E é aqui que o esporte entra, porque ele não chega mais “neutro” aos países-sede. A FIFA incorporou formalmente compromissos com direitos humanos, exigindo que países anfitriões garantam segurança, não discriminação e liberdade de expressão a atletas, jornalistas, trabalhadores e torcedores. A Copa não é apenas um evento esportivo; é um ambiente jurídico temporário, com obrigações claras assumidas em contratos e regulamentos.
A experiência recente mostra que isso não é abstração. Em outras Copas e Jogos Olímpicos, políticas internas de Estados-sede foram questionadas — de direitos trabalhistas a liberdade de imprensa.
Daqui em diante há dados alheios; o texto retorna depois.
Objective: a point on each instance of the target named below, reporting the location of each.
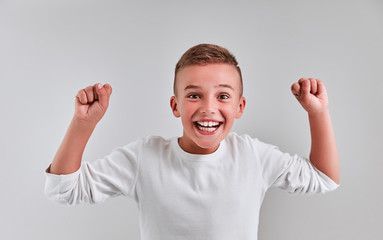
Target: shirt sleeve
(293, 173)
(97, 180)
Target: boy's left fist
(311, 94)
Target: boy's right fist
(92, 103)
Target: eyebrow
(220, 85)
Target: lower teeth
(207, 129)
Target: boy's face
(207, 100)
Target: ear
(241, 107)
(174, 106)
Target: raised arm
(90, 106)
(312, 95)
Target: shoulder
(245, 141)
(150, 142)
(239, 139)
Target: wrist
(319, 113)
(82, 125)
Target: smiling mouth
(207, 126)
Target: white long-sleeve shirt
(187, 196)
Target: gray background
(51, 49)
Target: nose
(208, 106)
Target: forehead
(209, 75)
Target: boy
(209, 183)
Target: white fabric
(186, 196)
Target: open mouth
(208, 126)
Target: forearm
(68, 157)
(324, 152)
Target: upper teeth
(208, 124)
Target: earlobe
(241, 107)
(174, 106)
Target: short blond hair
(203, 54)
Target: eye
(223, 96)
(193, 96)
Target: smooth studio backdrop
(51, 49)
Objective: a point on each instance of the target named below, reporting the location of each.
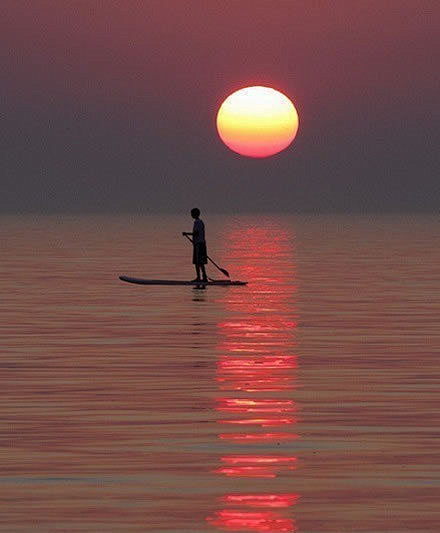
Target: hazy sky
(110, 105)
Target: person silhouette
(200, 254)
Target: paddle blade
(225, 272)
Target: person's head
(195, 212)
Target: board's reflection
(256, 378)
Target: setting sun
(257, 121)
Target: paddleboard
(140, 281)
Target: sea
(307, 401)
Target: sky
(110, 105)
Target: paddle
(222, 270)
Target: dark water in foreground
(306, 402)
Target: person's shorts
(200, 254)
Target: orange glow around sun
(257, 121)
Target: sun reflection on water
(256, 379)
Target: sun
(257, 121)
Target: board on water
(140, 281)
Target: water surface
(306, 402)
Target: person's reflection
(256, 379)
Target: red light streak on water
(249, 405)
(258, 437)
(254, 358)
(263, 422)
(260, 522)
(262, 500)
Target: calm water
(306, 402)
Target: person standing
(200, 254)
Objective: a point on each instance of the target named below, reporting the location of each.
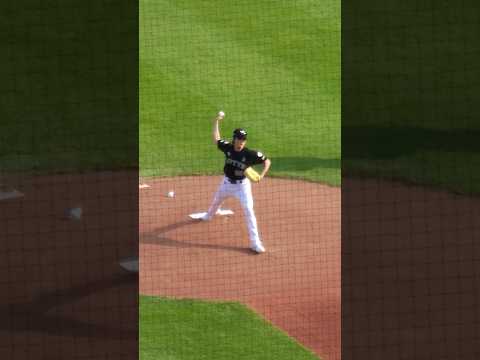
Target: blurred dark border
(410, 175)
(68, 141)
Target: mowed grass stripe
(271, 68)
(196, 330)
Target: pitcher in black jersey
(235, 184)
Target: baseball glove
(252, 174)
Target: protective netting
(273, 67)
(68, 180)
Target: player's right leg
(218, 199)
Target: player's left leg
(221, 195)
(245, 196)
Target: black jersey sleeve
(223, 145)
(256, 157)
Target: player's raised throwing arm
(266, 167)
(216, 128)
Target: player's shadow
(299, 163)
(159, 237)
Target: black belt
(233, 181)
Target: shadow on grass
(297, 163)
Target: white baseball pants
(243, 192)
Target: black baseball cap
(240, 134)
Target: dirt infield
(64, 294)
(295, 285)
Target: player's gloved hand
(252, 175)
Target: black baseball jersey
(237, 162)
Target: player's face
(239, 144)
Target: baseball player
(235, 184)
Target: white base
(221, 212)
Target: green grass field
(196, 330)
(67, 102)
(273, 67)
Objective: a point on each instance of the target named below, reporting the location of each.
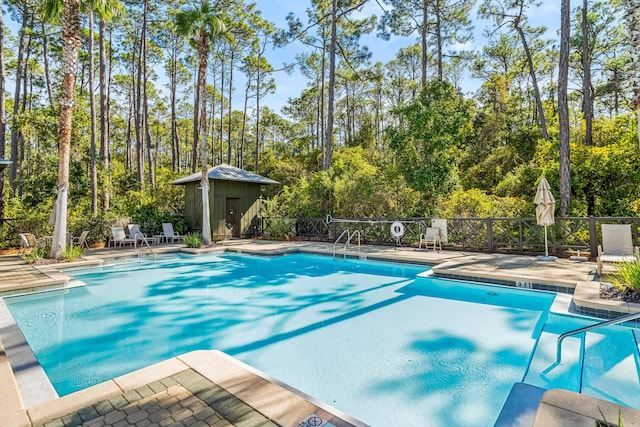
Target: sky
(290, 86)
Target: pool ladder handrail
(144, 239)
(617, 320)
(347, 243)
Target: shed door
(233, 216)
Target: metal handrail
(617, 320)
(338, 239)
(348, 242)
(144, 239)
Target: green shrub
(193, 240)
(278, 227)
(71, 253)
(35, 255)
(627, 277)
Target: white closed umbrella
(545, 207)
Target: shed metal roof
(224, 172)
O diferencial agora é que a política migratória americana afeta diretamente o acesso ao evento: entrada no país, controle em aeroportos, abordagens policiais, perfilamento racial e risco de detenções arbitrárias. Para muitos torcedores, especialmente latino-americanos, africanos e árabes, a viagem pode deixar de ser festa para virar incerteza.
O histórico recente do esporte também pesa. Após a invasão da Ucrânia, o movimento esportivo abandonou de vez o conforto da neutralidade absoluta. Sanções, exclusões e restrições simbólicas mostraram que o esporte escolhe quando entende que valores fundamentais foram violados. Isso criou uma expectativa legítima: se direitos humanos importam, eles importam sempre, inclusive quando o país-sede é o centro do sistema.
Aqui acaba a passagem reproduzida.